Steve Swell wears many hats. He's a sophisticated trombonist and composer, having played and recorded with Lionel Hampton, Buddy Rich, as well as avant-garde players like Anthony Braxton and Jemeel Moondoc. Yet he also has an extraordinary capacity to translate skills to young people with little or no experiences, recently demonstrated through his work in New York public schools. This fellowship would allow Mr. Swell to apply for his own NYC teaching vendor number, where he could directly place musicians into NY public schools and to produce a short "Day in the Life" video of his work directly developing skills with children. more...
The man does not miss a beat. With years of experience and Masters of Percussion Performance from Ohio State University, Paul Corbiere helped secure a $110,000 grant to bring Beat for Peace to 23 Title 1 schools in Palm Beach County, reaching thousands of children. Established in 1995 at Starlight Cove Community Title I Elementary School, Beat for Peace is a music-based intervention built out of the collaborative efforts of classroom teachers, music teachers, and school counselors. He is currently making a splash in Columbus Junction, Iowa, bringing his talent, enthusiasm, and dedication to students and the broader community. With this award, Paul will help support the Beat for Peace program at Starlight Cove Elementary in Palm Beach County, Florida; invest in more instruments for his classroom, and invest in his own professional development through workshops and lessons.
Throughout the 1990's, Killissa Cissoko worked to found and build the non-profit Musicians United for Superior Education in Buffalo, NY, working with dozens of schools and community centers, and involving thousands of students in African, Afro-Latin and African-American music and dance. Now a full-time music teacher, K- 4th grade, she will use her Jubilation Fellowship to document the work she does with her 800 students, mostly minority, mostly low-income, including student work in the classroom, peer to peer activities, and varied performances. She believes that despite the fragmentation of our mass-mediated society, "people still have a fundamental and visceral need to come together around a common groove, to sing along with a song...."

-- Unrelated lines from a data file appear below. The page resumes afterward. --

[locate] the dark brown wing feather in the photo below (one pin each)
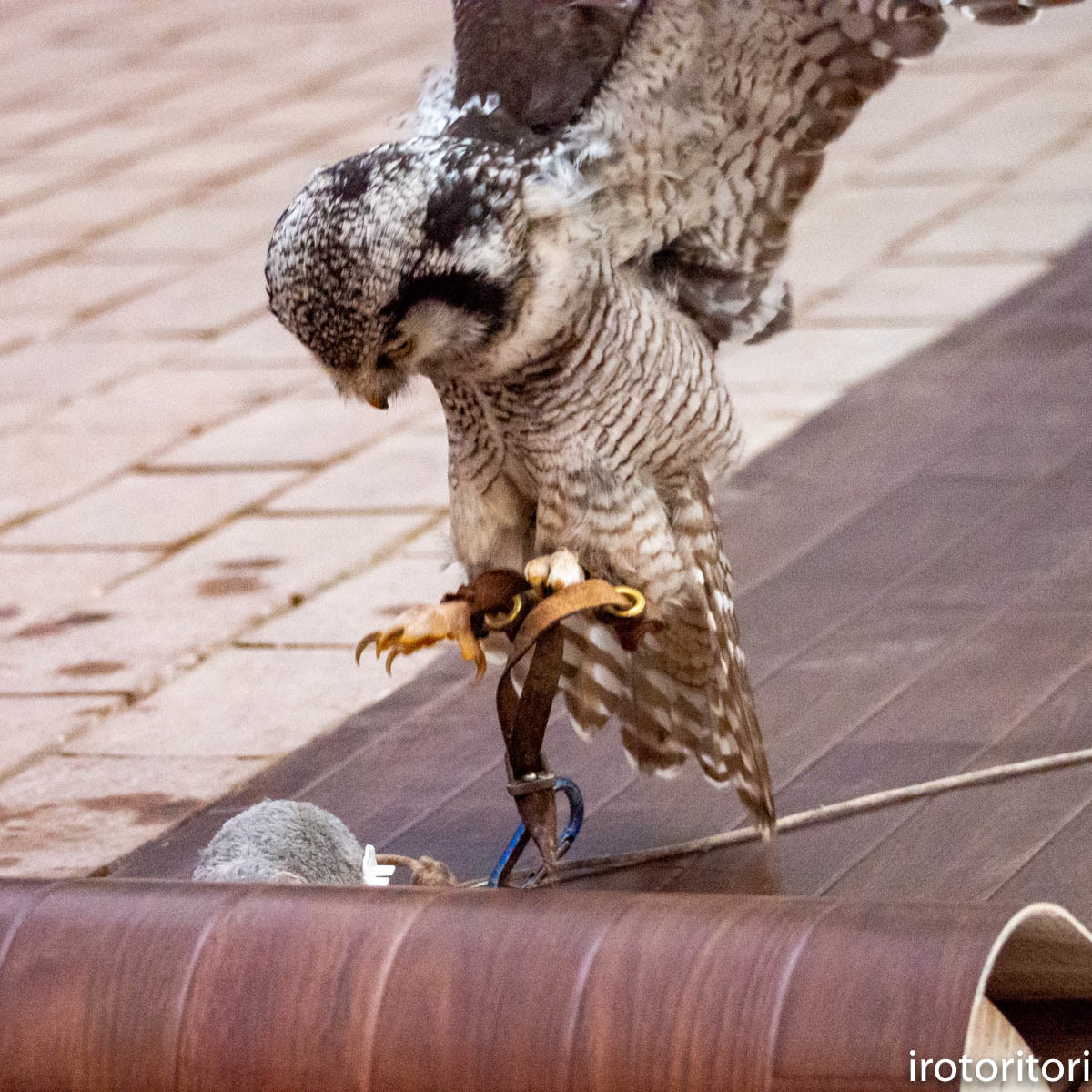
(544, 59)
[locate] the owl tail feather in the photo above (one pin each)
(740, 756)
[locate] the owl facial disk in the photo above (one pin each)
(408, 260)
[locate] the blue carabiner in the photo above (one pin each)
(522, 836)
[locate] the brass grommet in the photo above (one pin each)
(502, 622)
(637, 603)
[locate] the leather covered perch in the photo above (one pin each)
(136, 986)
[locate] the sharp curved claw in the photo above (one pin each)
(364, 642)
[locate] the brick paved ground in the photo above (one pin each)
(194, 531)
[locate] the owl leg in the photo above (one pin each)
(424, 626)
(554, 571)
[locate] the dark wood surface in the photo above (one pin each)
(915, 577)
(110, 986)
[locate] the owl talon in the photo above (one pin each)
(424, 626)
(554, 571)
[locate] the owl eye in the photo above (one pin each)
(398, 349)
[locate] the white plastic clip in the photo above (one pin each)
(376, 875)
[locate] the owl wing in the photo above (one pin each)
(698, 141)
(544, 60)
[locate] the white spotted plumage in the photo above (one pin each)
(561, 262)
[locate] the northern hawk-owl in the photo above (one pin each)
(596, 196)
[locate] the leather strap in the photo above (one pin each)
(523, 716)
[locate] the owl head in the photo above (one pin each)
(407, 260)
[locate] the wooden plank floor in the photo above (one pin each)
(915, 574)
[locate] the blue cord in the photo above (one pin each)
(521, 838)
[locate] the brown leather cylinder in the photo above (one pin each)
(143, 986)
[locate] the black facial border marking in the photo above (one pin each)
(350, 178)
(470, 292)
(453, 210)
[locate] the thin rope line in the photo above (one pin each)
(824, 813)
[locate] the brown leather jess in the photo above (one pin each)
(533, 625)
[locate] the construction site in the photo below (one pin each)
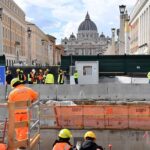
(118, 113)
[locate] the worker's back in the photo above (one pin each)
(90, 145)
(22, 93)
(61, 146)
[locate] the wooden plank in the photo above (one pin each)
(11, 126)
(21, 103)
(34, 141)
(21, 124)
(47, 117)
(21, 143)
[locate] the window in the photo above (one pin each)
(87, 70)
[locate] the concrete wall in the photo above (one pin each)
(103, 91)
(120, 140)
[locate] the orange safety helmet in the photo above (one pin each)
(65, 133)
(90, 134)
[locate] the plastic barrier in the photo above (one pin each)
(104, 116)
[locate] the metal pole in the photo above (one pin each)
(1, 33)
(29, 46)
(127, 36)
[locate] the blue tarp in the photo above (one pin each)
(2, 75)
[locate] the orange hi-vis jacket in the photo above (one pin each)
(62, 146)
(20, 93)
(3, 146)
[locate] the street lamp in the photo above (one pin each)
(113, 51)
(29, 31)
(123, 15)
(1, 32)
(122, 9)
(17, 43)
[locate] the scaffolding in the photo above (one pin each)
(33, 140)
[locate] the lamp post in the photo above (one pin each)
(29, 31)
(127, 45)
(17, 44)
(113, 41)
(43, 50)
(1, 32)
(121, 33)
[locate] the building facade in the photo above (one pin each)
(140, 28)
(39, 46)
(12, 32)
(87, 42)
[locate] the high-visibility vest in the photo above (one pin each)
(29, 77)
(3, 146)
(148, 75)
(60, 78)
(62, 146)
(76, 75)
(49, 79)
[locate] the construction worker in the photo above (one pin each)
(32, 77)
(9, 77)
(40, 77)
(60, 77)
(20, 92)
(3, 146)
(63, 142)
(22, 76)
(49, 78)
(148, 76)
(76, 76)
(89, 142)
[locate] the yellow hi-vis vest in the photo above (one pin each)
(148, 75)
(49, 79)
(76, 75)
(60, 78)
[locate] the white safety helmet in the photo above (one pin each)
(33, 70)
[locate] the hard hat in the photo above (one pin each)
(40, 70)
(7, 72)
(65, 133)
(33, 70)
(13, 81)
(90, 134)
(18, 70)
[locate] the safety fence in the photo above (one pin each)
(105, 116)
(135, 116)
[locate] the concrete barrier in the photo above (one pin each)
(102, 91)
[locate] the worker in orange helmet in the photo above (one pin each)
(3, 146)
(89, 142)
(21, 92)
(63, 142)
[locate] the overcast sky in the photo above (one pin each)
(62, 17)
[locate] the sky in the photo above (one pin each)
(61, 18)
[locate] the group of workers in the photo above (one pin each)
(63, 141)
(21, 92)
(40, 77)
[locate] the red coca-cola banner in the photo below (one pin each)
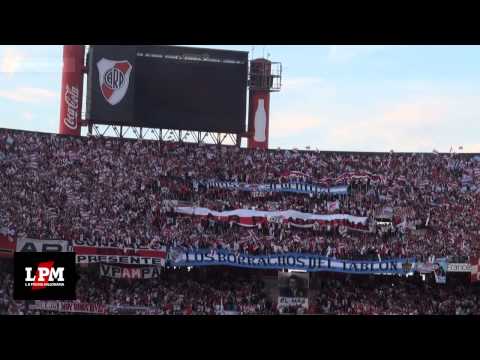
(72, 88)
(258, 119)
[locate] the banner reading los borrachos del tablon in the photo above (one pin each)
(297, 261)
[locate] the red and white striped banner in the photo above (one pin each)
(249, 217)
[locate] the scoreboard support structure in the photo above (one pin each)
(200, 137)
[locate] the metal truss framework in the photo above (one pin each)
(200, 137)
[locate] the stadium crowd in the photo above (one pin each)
(196, 292)
(119, 192)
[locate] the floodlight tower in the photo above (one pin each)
(264, 77)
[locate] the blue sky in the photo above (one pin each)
(360, 98)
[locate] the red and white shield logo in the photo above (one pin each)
(114, 77)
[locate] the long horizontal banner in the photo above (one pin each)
(299, 188)
(247, 215)
(88, 252)
(69, 307)
(294, 261)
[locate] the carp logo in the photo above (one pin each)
(114, 77)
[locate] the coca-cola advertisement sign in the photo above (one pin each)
(72, 86)
(72, 101)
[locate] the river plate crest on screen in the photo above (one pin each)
(113, 79)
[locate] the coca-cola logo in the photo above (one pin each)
(71, 99)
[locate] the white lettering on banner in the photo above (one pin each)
(459, 267)
(34, 245)
(129, 273)
(298, 261)
(289, 301)
(70, 307)
(247, 213)
(114, 259)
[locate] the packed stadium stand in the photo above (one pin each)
(124, 193)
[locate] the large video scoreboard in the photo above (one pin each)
(168, 87)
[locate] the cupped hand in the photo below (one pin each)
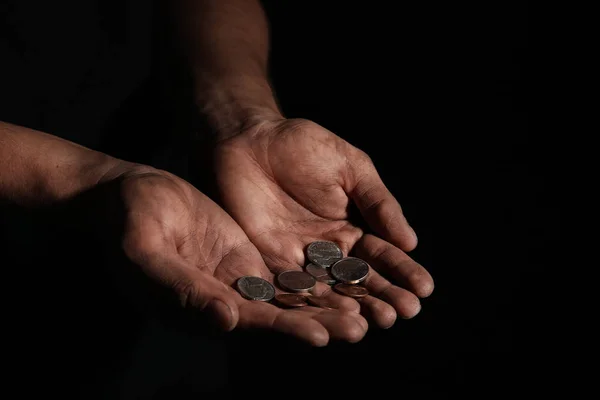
(185, 242)
(290, 182)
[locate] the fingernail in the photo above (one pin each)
(221, 313)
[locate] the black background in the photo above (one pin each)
(437, 93)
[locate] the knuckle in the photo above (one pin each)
(189, 294)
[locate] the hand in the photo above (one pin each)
(290, 182)
(185, 242)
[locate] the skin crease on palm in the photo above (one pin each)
(185, 241)
(289, 182)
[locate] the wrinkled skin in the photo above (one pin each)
(185, 242)
(289, 182)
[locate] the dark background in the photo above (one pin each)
(438, 94)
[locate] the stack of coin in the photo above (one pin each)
(326, 264)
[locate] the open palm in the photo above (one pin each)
(185, 242)
(290, 182)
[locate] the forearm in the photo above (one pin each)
(37, 168)
(227, 43)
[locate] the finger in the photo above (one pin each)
(259, 315)
(380, 312)
(406, 304)
(393, 262)
(342, 325)
(342, 303)
(379, 207)
(194, 288)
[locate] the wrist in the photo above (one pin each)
(81, 172)
(232, 105)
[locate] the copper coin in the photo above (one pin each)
(296, 281)
(351, 290)
(323, 253)
(350, 270)
(322, 302)
(320, 273)
(291, 300)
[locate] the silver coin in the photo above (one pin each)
(320, 273)
(350, 270)
(254, 288)
(323, 253)
(296, 281)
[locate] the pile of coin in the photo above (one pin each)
(327, 264)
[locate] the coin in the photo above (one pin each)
(296, 281)
(350, 270)
(291, 300)
(322, 302)
(323, 253)
(320, 273)
(255, 288)
(355, 291)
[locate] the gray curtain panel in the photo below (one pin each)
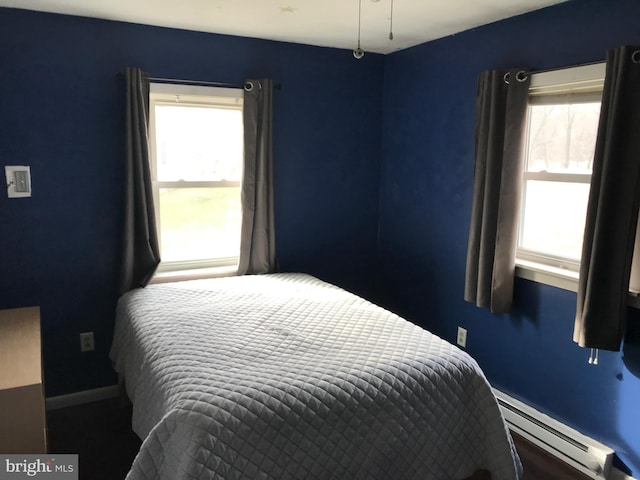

She has a PhD in music (ethnomusicology) from University of California, Berkeley but Marisol Berrios-Miranda's first education came from her childhood in her native Puerto Rico, where she was "soaked in the music". As adjunct faculty at the University of Washington, curator of the Experience Music Project's "American Sabor: Latinos in Popular Music", and teacher in a variety of contexts, she finds many ways to share her passion for music. She will use this fellowship to work with the students of Eckstein Middle School in Seattle, taking young jazz musicians to a deeper level of Afro-Caribbean playing.